1662年 - 1740年

志太野坡

しだやば

作風・特徴

芭蕉の「かるみ」を重んじた軽妙で洒脱な句風。飾らない平易な言葉で日常をさらりと詠む実直な詠みぶりが蕉風正統の精神を体現した。

生涯・略歴

江戸前・中期の俳人。松尾芭蕉の高弟で、芭蕉十哲の一人に数えられることもある。江戸を中心に活動し、芭蕉の精神を忠実に守った実直な俳風で知られた。芭蕉の晩年期に側近として仕え、師の最晩年の句会にも参加した。連句の修練に秀で、多くの門弟を指導した。
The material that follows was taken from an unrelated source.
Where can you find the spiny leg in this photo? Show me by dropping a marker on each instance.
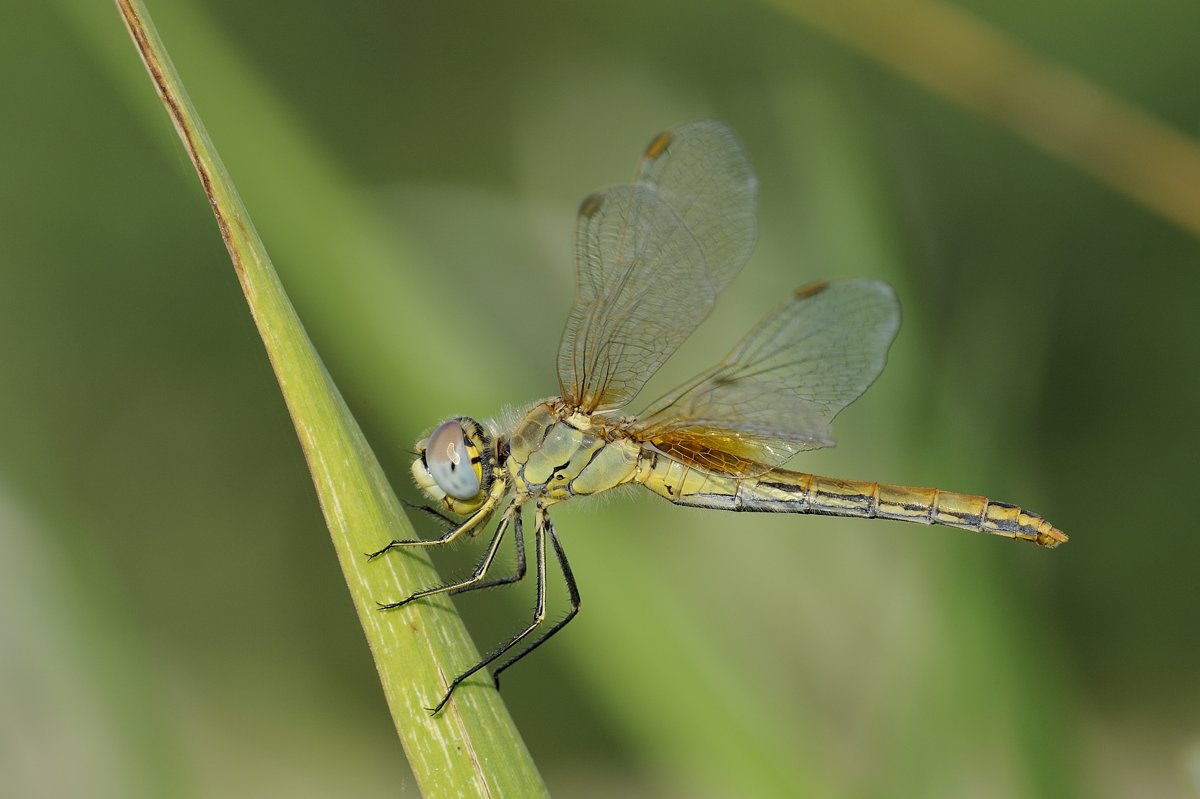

蕉風が形骸化していく中で、原点回帰を唱えながら俳諧の純粋さを保とうとした人物として評価されている。

代表句 (2件)

はき掃除 してから椿 散りにけり
豊浦の祭見過す汐路かな
季語: 豊浦祭 (autumn)
【現代語訳】船に乗って関門海峡を進んでいると、ちょうど豊浦の祭礼の日であったが、立ち寄ることもなくその潮路を船で見過ごして通り過ぎてゆくことだ。 【鑑賞】芭蕉門下の野坡による句。旅の途次、海の上から陸地の祭に思いを馳せつつも、速い潮流に乗って通り過ぎてゆく旅人の哀愁と旅情が、豊浦祭の華やぎとの対比で見事に描き出されています。